In stressing the need for the new medical treatment protocol, the taskforce said a systematic and consistent process should be put in place for diagnosis and treatment of people who have been exposed to toxic fumes in aircraft cabins.

“The medical protocol presented in this paper has been written by internationally recognised experts and presents a consensus approach to the recognition, investigation, and management of persons suffering from the toxic effects of inhaling thermally degraded engine oil and other fluids contaminating the air conditioning systems in aircraft, and includes actions and investigations for in-flight, immediately post-flight, and late subsequent follow up.”

The experts said they had developed what they described as “the most reasonable protocol for observation, measurement and recording of symptoms, signs and treatment (if any), and subsequent management of affected persons and their health outcomes.”

Work on the protocol was conducted by various working groups with the expert panel, the taskforce said. The experts warned that lack of training and awareness, lack of comprehensive reporting regulations, under-reporting, and the lack of contaminated air detection systems further hinder the full understanding of the frequency of these exposures and fume events. They stated the medical protocol is “an expert-based work-in-progress” that will be updated as the field progresses.

“Ideally, the employer or airline should facilitate the investigations recommended in this protocol. However, in the interim, or if there is an inability to undertake the investigations, symptomatic air crew or passengers should be sent to the emergency room at the nearest hospital. Undertaking all the examinations and special investigations suggested may not be possible nor medically indicated in every case.

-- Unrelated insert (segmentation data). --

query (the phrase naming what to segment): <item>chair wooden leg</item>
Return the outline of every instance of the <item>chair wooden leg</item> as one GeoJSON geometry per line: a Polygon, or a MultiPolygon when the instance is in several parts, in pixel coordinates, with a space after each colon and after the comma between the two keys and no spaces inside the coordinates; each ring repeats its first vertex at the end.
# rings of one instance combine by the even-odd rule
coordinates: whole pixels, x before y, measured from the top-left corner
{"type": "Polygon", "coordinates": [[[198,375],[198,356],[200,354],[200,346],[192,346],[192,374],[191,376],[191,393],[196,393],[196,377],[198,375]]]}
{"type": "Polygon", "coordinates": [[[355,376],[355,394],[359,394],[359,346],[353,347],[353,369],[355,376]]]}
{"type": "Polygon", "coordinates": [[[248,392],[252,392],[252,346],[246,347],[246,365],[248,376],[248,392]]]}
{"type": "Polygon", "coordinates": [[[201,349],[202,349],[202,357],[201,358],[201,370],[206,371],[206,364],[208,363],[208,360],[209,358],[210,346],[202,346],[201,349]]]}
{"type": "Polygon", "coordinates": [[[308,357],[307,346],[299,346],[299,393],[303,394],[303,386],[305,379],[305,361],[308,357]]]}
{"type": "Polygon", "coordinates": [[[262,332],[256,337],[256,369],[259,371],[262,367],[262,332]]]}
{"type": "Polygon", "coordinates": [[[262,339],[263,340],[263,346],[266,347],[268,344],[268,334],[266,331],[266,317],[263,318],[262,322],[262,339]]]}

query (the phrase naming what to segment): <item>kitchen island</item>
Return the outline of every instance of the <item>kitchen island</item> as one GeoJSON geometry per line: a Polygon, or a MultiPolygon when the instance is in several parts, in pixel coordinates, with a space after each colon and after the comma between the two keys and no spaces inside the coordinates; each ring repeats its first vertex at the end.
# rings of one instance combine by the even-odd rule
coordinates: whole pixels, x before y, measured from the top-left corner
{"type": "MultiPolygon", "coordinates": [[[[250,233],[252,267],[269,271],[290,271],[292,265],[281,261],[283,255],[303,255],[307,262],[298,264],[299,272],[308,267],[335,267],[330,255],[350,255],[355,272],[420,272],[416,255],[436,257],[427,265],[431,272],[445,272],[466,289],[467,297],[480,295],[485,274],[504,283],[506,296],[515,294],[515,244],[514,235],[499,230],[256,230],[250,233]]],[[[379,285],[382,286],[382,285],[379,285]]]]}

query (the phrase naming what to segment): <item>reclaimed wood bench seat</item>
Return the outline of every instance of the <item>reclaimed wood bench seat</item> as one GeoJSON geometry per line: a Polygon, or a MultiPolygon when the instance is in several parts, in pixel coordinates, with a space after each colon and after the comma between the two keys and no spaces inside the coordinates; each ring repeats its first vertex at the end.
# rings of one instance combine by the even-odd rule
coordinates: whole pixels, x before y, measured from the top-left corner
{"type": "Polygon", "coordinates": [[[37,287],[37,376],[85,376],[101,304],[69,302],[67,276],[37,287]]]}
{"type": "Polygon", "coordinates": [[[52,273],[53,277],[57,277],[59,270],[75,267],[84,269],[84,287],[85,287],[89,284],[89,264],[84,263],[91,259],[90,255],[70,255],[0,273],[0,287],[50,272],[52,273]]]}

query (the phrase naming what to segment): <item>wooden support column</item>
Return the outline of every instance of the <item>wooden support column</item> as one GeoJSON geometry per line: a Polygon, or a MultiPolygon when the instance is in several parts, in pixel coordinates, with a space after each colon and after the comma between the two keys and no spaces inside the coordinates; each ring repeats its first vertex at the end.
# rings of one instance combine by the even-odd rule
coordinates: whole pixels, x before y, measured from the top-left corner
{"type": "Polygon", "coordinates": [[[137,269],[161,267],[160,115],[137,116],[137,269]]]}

“Some investigations require specialist laboratories, and there will be practical issues of availability, timing, and cost for procedures and tests. Requests for special investigations should be based on clinical indication in each individual case.”

Despite these caveats, the taskforce strongly recommended that as much data as possible is collected. “Initial medical assessments may also be required for asymptomatic, or relatively asymptomatic persons, especially air crew who have been exposed to fumes in an aircraft cabin. In fact, air crew should not be cleared back to fly without an assessment.

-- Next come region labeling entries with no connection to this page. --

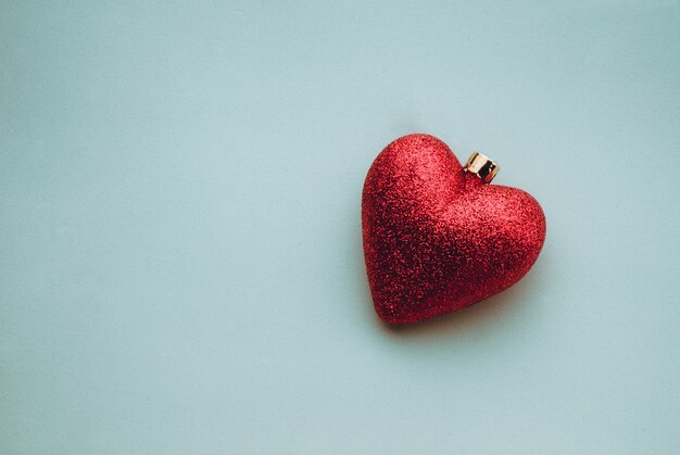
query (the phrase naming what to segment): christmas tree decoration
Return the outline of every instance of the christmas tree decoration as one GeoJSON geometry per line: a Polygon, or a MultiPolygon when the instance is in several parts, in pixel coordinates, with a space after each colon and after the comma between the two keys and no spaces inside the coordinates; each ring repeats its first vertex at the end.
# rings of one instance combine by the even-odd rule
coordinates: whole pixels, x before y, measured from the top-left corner
{"type": "Polygon", "coordinates": [[[362,197],[364,257],[376,312],[405,325],[496,294],[533,266],[545,239],[539,203],[489,185],[499,166],[479,152],[465,167],[429,135],[391,142],[362,197]]]}

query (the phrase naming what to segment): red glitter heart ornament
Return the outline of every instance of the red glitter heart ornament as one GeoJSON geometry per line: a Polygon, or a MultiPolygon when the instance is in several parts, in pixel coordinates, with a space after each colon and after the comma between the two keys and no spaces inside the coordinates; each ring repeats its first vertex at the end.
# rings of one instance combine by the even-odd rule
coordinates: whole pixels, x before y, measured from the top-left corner
{"type": "MultiPolygon", "coordinates": [[[[481,159],[479,159],[481,156],[481,159]]],[[[545,239],[529,193],[488,185],[495,164],[464,168],[429,135],[390,143],[362,197],[364,257],[374,305],[389,324],[455,312],[516,283],[545,239]]]]}

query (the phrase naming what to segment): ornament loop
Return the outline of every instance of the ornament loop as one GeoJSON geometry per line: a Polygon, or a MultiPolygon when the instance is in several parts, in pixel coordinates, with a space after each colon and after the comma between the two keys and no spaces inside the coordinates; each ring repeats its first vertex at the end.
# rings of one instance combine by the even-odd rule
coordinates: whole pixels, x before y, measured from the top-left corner
{"type": "Polygon", "coordinates": [[[481,181],[484,184],[489,184],[493,180],[493,177],[495,177],[500,169],[501,168],[493,160],[479,152],[473,152],[470,157],[467,159],[467,163],[465,163],[465,170],[475,174],[477,177],[481,178],[481,181]]]}

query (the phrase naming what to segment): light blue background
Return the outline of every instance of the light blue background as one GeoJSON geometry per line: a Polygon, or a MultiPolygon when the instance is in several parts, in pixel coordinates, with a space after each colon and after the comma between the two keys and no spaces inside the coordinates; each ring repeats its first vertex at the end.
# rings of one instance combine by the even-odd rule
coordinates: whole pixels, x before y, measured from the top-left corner
{"type": "Polygon", "coordinates": [[[0,3],[0,453],[680,452],[680,2],[0,3]],[[542,204],[393,330],[361,191],[413,131],[542,204]]]}

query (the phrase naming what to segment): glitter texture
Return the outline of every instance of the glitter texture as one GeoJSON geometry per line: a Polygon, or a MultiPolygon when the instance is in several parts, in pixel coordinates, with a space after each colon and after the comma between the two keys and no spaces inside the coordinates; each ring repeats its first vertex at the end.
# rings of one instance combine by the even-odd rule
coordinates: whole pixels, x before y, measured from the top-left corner
{"type": "Polygon", "coordinates": [[[499,293],[529,271],[545,217],[527,192],[483,184],[441,140],[408,135],[368,170],[364,256],[378,316],[417,323],[499,293]]]}

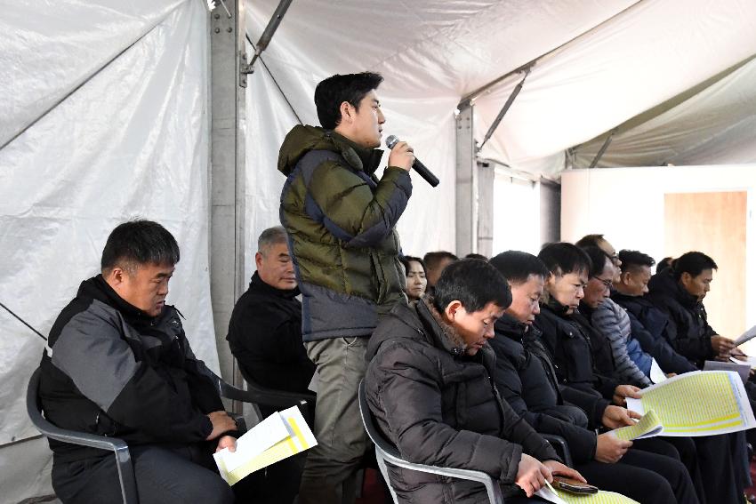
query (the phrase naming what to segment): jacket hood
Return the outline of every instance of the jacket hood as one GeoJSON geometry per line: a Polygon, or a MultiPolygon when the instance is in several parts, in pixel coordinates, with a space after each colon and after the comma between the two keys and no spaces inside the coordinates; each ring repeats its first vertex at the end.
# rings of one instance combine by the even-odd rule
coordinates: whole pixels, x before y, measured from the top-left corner
{"type": "Polygon", "coordinates": [[[375,172],[383,156],[380,148],[365,148],[336,132],[324,130],[319,126],[297,124],[286,134],[281,144],[278,171],[288,176],[299,160],[310,150],[339,153],[350,166],[368,174],[375,172]]]}
{"type": "Polygon", "coordinates": [[[698,298],[690,295],[669,269],[651,276],[648,291],[652,296],[671,297],[686,308],[695,308],[698,304],[698,298]]]}
{"type": "MultiPolygon", "coordinates": [[[[427,295],[419,301],[411,303],[410,306],[403,304],[394,306],[370,338],[366,358],[369,361],[375,356],[384,341],[399,338],[422,340],[454,356],[464,356],[467,349],[464,340],[454,327],[444,322],[433,307],[432,298],[427,295]],[[393,331],[393,324],[398,323],[412,328],[414,332],[393,331]]],[[[483,356],[484,362],[491,359],[489,364],[493,366],[495,356],[490,346],[484,346],[479,353],[483,356]]]]}

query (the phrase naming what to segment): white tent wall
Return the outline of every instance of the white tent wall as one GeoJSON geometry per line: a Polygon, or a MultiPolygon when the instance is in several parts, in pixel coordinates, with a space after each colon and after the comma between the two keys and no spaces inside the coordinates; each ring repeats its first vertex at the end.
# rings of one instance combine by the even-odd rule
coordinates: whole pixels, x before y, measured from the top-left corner
{"type": "MultiPolygon", "coordinates": [[[[79,283],[98,273],[109,231],[133,217],[155,220],[181,248],[168,301],[186,316],[196,354],[217,370],[208,278],[206,8],[201,0],[133,2],[140,15],[121,23],[125,16],[109,2],[92,4],[91,10],[79,4],[74,28],[65,24],[70,5],[45,3],[43,17],[51,22],[40,25],[41,5],[14,3],[13,12],[22,4],[25,15],[0,35],[0,54],[18,50],[4,76],[60,86],[44,96],[39,85],[13,87],[28,94],[16,100],[20,108],[12,108],[4,133],[24,131],[0,150],[0,300],[46,333],[79,283]],[[8,43],[16,30],[27,34],[22,51],[8,43]],[[103,53],[92,56],[105,33],[103,53]],[[63,52],[54,62],[61,76],[67,68],[76,75],[46,79],[43,68],[24,69],[25,55],[47,53],[58,36],[89,48],[63,52]],[[104,66],[82,66],[80,57],[104,66]],[[35,121],[28,111],[45,109],[53,103],[49,96],[65,99],[35,121]],[[41,101],[44,107],[30,105],[41,101]]],[[[39,477],[50,459],[38,448],[44,442],[28,442],[28,450],[23,442],[7,445],[36,434],[24,398],[44,342],[4,310],[0,321],[0,501],[17,502],[49,492],[49,480],[39,477]],[[6,470],[11,465],[28,476],[18,479],[6,470]]]]}
{"type": "MultiPolygon", "coordinates": [[[[756,165],[742,164],[564,172],[561,237],[574,243],[589,233],[601,233],[617,250],[639,250],[658,260],[665,255],[664,194],[746,191],[744,323],[745,327],[751,327],[756,324],[754,169],[756,165]]],[[[728,289],[728,285],[716,282],[716,276],[714,278],[712,294],[728,289]]],[[[710,316],[716,329],[719,315],[710,316]]],[[[719,326],[723,324],[720,322],[719,326]]],[[[738,335],[728,334],[732,338],[738,335]]],[[[756,349],[756,345],[752,348],[756,349]]]]}
{"type": "MultiPolygon", "coordinates": [[[[687,100],[631,119],[619,127],[599,166],[756,163],[754,83],[756,60],[750,60],[687,100]]],[[[575,166],[588,166],[605,138],[581,145],[575,166]]]]}
{"type": "MultiPolygon", "coordinates": [[[[483,154],[520,170],[534,163],[540,167],[539,159],[561,156],[565,149],[611,130],[754,54],[753,2],[639,2],[539,60],[483,154]]],[[[482,128],[491,124],[520,79],[519,75],[511,76],[475,100],[482,128]]],[[[752,94],[753,80],[745,82],[751,83],[749,93],[752,94]]],[[[687,128],[684,123],[676,125],[672,128],[672,124],[668,124],[665,131],[672,141],[680,128],[687,128]]],[[[752,128],[750,131],[752,132],[752,128]]],[[[658,138],[644,140],[647,141],[632,146],[636,152],[653,146],[658,138]]],[[[600,146],[603,137],[597,141],[600,146]]],[[[712,142],[706,150],[715,146],[716,142],[712,142]]],[[[702,163],[692,156],[685,162],[702,163]]],[[[546,166],[549,164],[552,164],[546,166]]],[[[552,165],[561,169],[559,164],[552,165]]]]}

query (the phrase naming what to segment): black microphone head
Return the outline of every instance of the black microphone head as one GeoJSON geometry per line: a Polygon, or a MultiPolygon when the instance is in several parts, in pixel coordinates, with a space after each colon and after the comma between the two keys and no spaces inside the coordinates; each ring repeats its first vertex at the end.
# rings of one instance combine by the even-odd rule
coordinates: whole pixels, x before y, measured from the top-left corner
{"type": "Polygon", "coordinates": [[[397,145],[398,141],[399,141],[399,139],[397,138],[397,135],[389,135],[386,137],[386,147],[389,148],[394,148],[394,146],[397,145]]]}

“This may also be important in the conduct of clinical and epidemiological studies in order to address why some air crew react poorly to fumes in the aircraft cabin while others do not. The decision to what extent medical assessment should be undertaken after a fume event, should take into account a variety of factors, including potential exposure to hazardous substances and the duty of care, symptoms may arise at the time of the event, soon after, or on a prospective basis.”

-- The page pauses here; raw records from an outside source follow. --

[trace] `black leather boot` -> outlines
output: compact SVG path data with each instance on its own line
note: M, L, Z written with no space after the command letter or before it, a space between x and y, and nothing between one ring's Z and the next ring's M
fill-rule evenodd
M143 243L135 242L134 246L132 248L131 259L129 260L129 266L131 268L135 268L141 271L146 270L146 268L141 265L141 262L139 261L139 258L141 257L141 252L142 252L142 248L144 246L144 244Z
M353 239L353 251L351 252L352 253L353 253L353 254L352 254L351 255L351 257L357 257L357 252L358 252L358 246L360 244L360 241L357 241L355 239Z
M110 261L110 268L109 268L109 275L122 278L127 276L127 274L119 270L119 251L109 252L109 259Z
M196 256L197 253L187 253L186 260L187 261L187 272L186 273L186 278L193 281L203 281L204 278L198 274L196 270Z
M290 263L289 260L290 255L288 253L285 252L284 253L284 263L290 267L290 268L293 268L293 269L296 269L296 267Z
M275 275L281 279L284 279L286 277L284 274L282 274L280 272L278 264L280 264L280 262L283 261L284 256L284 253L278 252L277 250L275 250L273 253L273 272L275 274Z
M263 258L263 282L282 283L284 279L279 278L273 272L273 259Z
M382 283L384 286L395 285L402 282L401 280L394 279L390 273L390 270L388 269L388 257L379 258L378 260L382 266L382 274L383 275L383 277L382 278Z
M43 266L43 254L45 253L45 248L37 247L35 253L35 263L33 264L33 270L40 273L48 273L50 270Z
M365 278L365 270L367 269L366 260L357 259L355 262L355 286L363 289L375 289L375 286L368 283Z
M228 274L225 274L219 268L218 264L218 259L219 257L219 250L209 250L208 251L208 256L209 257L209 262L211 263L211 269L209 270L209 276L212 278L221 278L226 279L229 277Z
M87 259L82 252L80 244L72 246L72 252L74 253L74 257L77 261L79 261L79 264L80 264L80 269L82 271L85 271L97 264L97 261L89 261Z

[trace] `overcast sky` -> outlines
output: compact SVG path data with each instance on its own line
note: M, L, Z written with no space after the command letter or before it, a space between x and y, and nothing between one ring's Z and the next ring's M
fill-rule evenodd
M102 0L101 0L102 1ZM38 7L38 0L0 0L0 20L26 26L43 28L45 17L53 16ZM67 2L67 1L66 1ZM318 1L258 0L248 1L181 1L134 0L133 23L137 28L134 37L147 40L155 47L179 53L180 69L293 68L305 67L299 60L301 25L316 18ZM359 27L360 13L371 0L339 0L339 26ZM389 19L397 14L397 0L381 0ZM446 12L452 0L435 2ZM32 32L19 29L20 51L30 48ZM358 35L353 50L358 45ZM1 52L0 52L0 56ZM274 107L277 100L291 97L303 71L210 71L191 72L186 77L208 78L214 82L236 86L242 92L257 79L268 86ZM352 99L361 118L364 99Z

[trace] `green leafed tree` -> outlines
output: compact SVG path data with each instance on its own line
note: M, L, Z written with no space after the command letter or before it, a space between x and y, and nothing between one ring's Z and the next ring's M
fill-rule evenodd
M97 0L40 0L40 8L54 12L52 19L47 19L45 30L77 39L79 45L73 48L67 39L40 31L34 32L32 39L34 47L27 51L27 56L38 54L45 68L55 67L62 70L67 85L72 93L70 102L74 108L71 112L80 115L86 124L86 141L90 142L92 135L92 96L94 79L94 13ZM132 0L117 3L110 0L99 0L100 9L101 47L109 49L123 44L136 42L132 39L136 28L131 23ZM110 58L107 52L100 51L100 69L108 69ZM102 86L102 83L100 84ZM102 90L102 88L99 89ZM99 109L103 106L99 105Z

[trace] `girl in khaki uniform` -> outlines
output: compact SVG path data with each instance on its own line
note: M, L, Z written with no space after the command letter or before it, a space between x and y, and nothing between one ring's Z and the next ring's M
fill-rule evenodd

The taskforce stressed that urgent action is needed and that there has been an awareness of the problem for a number of years. Bleed and cabin air monitoring studies have been undertaken over recent decades. In 2020 the European Cockpit Association (ECA), representing some 40,000 European pilots including those based Ireland, stressed that “cabin air contamination is a known problem that can cause serious short- and long-term health effects which may compromise flight safety”.

The Association called for “a clear standardised medical protocol”. It said there was a “need for action by operators and manufacturers based on the current knowledge and technology”. In the long-term, the ECA called for bleed-free aircraft design. It also highlighted the importance of developing further technology for detection and filtration and advocated for more studies of medical effects on crews affected by fume events. Research and development of less toxic chemicals was also stressed.

The ECA said there should be a “basic education for air crews and companies on the nature, effect, and symptoms of fume events, as well as awareness and safety management training, (along with) improved and harmonised operating procedures for smoke, fire, and fume events including post-event guidance”.